You’re given an integer array nums.
A subarray is balanced if:
#distinct even values in the subarray
= #distinct odd values in the subarray
Return the length of the longest balanced subarray.
This “distinct” part is what makes the problem feel unfair at first: duplicates don’t increase the count, so a normal prefix-sum trick doesn’t work out-of-the-box.
The mindset shift that makes it solvable
Let’s encode every value as a tiny “vote”:
- odd value → +1
- even value → -1
If a subarray has equal distinct odds and evens, then:
(distinct odds) − (distinct evens) = 0
So we want the longest subarray whose distinct-vote sum is 0.
But again: each number should only vote once per subarray, no matter how many times it appears.
That’s the whole trick.
A super practical way to think about “distinct” here
Fix a right endpoint i (we scan left → right).

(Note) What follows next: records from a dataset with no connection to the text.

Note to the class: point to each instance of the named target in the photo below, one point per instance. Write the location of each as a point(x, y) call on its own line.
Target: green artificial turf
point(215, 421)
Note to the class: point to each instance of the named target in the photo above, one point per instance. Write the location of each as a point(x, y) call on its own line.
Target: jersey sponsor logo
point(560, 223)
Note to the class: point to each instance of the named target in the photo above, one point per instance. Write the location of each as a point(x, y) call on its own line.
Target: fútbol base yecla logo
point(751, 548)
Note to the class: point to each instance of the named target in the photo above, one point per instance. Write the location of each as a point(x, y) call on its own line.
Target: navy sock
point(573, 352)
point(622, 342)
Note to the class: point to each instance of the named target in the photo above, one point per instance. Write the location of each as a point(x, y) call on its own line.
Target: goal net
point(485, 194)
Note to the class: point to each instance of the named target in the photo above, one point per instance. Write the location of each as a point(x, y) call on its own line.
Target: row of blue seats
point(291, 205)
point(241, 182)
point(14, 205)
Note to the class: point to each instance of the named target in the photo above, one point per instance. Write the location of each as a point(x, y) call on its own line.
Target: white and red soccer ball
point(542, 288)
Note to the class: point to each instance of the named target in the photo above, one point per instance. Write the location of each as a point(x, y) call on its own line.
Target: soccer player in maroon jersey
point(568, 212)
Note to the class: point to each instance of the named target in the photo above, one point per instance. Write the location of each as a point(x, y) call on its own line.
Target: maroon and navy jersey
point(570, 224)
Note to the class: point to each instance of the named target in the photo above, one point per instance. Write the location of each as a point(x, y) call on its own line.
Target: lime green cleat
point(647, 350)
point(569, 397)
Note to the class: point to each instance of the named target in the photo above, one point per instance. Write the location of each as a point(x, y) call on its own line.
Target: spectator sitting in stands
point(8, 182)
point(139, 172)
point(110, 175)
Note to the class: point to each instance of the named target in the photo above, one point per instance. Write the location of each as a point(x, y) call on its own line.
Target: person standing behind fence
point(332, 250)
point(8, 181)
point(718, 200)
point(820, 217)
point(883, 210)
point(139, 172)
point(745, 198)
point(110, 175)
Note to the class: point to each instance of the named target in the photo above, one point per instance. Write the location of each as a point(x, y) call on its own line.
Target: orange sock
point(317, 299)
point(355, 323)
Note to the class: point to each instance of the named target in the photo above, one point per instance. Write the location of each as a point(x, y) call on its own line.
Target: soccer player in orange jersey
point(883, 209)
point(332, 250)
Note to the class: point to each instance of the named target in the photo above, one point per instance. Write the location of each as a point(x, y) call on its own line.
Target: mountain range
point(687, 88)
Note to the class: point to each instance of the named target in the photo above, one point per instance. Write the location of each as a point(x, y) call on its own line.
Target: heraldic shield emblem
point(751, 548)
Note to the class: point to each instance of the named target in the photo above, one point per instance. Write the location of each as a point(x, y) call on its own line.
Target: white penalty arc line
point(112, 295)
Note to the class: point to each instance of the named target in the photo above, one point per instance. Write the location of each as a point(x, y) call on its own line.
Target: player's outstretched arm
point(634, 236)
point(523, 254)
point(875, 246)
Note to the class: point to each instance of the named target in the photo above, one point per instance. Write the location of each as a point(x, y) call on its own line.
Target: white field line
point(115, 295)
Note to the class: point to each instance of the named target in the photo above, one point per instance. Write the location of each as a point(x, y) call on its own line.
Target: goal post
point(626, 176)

For every distinct number we’ve seen so far, imagine placing a bookmark on its most recent (last) occurrence.
Example: if we’ve seen 5 at positions 2 and 7, the bookmark for 5 is at 7.
Now here’s the key observation:
For a cut position j (meaning subarray is (j+1 ... i))
A number x appears in (j+1 ... i) iff its last occurrence is after j.
So if we know the “vote sum of bookmarks at or before j”, we can subtract it from the total vote sum and instantly know the vote sum inside (j+1 ... i).
That leads to this clean identity:
- Let
now= sum of votes of all distinct numbers seen up toi - Let
A[j]= sum of votes of numbers whose last occurrence ≤ j
Then:
voteSumDistinct( (j+1 … i) ) =
now - A[j]
Balanced means vote sum is 0 ⇒ now - A[j] = 0 ⇒
A[j] = now
So for each i, we want the smallest j with A[j] == now (smallest j gives the longest length i - j).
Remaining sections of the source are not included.